Dizi Hakkında Genel Yorumum

  Daha öncede belirttiğim gibi diziye fragmanlardan gördüğüm kadarıyla ön yargılı yaklaşmıştım. İlk bölümü de zaten beğenmemiştim. İzlediğim dönem boş zamanlarıma denk gelmese izlemeyi bile bırakabilirdim. Belki daha sonra güzelleşir umuduyla izlemeye devam ettim. 2. Bölüme kelimenin tam anlamıyla bayılmıştım. Aksiyon sahneleri, o koşuşturmalar, dövüşler, bisikletli kovalamacalar, kızın konuşmaya başlamasıyla bölümün nasıl bittiğini anlamadım.


   3.bölümde ise denizkızının hafıza silmesine çok sinirlenmiştim. Çünkü hafıza silinmesi olaylarını hiçbir dizide sevmiyorum. Yaşanan her şey boşunaymış gibi geliyor. Neyse kızın tekrar Joon Jae’yi bulma aşamasını izlerken bayağı eğlendim ki bunu ikili sahneleri olmadığı için sıkıcı olacağını düşünmüştüm. İkisi tekrar buluşunca zaten dizi o kadar güzelleşti ki bölümleri ardı ardına devirmeye başladım. İzlerken şekilden şekile girmeler mi dersin, kahkahalar mı dersin...
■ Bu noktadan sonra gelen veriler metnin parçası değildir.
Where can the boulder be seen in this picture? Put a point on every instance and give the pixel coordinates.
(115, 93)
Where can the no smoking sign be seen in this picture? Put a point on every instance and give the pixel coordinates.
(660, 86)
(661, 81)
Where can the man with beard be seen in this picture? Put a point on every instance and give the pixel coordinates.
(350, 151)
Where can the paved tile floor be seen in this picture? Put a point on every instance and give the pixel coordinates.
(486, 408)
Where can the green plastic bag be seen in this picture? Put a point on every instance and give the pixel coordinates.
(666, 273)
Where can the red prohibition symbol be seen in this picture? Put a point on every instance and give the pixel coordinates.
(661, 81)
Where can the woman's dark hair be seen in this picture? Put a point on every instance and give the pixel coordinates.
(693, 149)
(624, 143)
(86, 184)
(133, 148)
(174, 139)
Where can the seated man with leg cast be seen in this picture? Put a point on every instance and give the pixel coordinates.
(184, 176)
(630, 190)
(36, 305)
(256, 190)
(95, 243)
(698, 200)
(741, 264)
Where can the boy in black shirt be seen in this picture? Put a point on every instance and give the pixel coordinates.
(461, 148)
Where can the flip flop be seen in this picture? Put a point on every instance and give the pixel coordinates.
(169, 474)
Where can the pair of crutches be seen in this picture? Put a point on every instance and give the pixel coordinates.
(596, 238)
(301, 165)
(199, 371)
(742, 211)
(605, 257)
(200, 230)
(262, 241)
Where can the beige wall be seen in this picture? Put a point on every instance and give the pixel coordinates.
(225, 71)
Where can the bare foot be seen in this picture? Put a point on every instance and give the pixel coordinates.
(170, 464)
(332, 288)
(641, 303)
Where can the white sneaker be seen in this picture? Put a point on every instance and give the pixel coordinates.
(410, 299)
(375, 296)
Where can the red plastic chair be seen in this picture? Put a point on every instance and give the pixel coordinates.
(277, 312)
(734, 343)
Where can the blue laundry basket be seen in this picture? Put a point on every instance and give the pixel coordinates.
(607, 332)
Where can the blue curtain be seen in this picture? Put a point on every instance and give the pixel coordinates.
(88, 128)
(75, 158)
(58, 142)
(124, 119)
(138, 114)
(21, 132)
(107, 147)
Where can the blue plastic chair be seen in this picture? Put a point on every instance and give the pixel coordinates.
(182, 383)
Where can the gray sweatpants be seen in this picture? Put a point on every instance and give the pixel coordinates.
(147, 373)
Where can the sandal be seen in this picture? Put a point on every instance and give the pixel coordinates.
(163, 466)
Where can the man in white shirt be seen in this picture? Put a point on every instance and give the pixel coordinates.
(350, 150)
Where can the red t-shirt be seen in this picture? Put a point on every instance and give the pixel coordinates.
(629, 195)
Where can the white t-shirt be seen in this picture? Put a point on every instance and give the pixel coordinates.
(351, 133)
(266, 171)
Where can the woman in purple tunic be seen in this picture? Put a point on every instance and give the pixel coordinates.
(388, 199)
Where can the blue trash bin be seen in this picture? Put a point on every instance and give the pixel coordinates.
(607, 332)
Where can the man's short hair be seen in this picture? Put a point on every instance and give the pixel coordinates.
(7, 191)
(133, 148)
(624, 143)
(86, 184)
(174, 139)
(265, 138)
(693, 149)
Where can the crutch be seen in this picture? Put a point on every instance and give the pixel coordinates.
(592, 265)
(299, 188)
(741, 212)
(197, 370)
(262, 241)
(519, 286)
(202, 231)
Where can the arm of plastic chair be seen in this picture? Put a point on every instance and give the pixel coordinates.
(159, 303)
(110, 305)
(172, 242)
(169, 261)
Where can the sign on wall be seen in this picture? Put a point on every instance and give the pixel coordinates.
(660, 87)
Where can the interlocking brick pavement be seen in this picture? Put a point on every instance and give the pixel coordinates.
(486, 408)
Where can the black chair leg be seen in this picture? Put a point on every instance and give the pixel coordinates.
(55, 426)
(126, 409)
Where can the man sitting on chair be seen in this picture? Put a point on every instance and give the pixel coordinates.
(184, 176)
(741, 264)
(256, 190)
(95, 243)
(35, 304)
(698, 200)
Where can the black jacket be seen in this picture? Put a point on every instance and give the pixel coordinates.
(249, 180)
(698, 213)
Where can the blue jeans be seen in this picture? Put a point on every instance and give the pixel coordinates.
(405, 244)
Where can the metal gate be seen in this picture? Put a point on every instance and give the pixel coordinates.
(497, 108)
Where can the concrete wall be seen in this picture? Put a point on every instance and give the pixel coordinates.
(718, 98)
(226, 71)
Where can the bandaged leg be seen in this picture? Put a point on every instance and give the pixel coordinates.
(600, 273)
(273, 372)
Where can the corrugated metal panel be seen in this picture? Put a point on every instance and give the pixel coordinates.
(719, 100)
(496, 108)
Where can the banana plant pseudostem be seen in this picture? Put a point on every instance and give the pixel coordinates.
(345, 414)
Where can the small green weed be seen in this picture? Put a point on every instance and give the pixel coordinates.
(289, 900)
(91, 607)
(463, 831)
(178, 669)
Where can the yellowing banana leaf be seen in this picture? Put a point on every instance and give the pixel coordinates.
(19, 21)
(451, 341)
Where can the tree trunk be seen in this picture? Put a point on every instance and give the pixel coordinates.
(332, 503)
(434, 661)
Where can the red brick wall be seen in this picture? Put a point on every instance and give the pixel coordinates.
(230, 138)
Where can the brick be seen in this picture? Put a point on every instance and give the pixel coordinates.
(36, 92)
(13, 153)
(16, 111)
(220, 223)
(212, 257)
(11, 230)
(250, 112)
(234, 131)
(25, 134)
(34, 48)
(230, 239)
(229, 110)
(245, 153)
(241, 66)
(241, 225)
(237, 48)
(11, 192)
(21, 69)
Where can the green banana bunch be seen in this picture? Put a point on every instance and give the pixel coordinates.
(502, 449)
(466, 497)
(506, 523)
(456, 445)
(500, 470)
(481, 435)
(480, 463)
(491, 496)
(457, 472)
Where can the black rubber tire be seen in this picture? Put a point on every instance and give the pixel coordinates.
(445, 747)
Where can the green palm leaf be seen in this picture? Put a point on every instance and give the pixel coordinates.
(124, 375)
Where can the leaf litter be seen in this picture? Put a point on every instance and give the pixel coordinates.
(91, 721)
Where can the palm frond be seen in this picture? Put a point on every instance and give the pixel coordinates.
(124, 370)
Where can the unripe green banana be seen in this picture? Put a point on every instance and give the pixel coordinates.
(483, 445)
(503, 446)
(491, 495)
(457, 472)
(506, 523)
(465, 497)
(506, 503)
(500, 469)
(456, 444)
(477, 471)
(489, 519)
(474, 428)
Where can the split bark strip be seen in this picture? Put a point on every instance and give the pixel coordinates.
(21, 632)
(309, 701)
Diziyi izlerken ben (temsili değil)

   Aslında düşününce dizinin öyle ahım şahım bir konusu yok. Hele geçmiş kısımları bana göre çok sıkıcıydı. Bitse de günümüz kısmına gelsek modundaydım. Geçmişin tek etkisi günümüzde olacak olayları etkilemiş olmasıydı. Ancak oyunculuklar çok iyi olduğu için konu süper olmasa bile dizi kendini izlettiriyordu. Çok durağan bir konusu olsa, sadece Joon Jae’nin evindeki yaşantılarını, hep beraber masada yemek yemelerini izlesek bile sıkılmazdım. Fangirllük gözümü kör etmiş olabilir ama bazı şeylerin de elbet farkındayım. Son bölümlere doğru olaylar Joon Jae’nin babası üzerinden dönünce denizkızının arka planda kaldığını ve eski bölümlerin tadını vermediğini düşünüyorum. Ayrıca son bölüm istediğim gibi bitse de olması gereken bazı sahnelerin eksik olduğunu da düşünmekteyim. Özellikle finalden bir bölüm önce çok gereksiz bir olay yaşandı. Hadi deniz kızının gitmesi gerek, giderken neden bütün güzel anıları sildi ki herkesten? O kadar sinir oldum ki anlatamam. Hani hatıralar acı verse de silinmemeliydi? Resmen dizi kendiyle çelişti.



Diziye Dair En Sevdiklerim

Joon Jae’nin evi


  Herhalde benimde böyle bir evim olsaydı ben de Joon Jae gibi her fırsatta benim olduğunu vurgulardım. Eve bayıldım. Her zaman merdivenli evlere bir zaafım vardır ama buradaki tasarım hayallerimin evinden bile daha güzel. Öyle bir kişinin yaşadığı kocaman bir evden ziyade yeterli büyüklüğe sahip kalabalık bir ev olması çok güzeldi. Hele de Shim Cheong’un kaldığı gizli odada bir ömür geçirebilirim. Şüphesiz ki bu evin tasarımı böyle olmasaydı senaryoda bile değişiklikler olurdu. Son olarak lütfen şu cümlemi içtenlikle okuyunuz: Allah’ım lütfen bu blog sahininin de böyle güzel bir evi olur. Amin!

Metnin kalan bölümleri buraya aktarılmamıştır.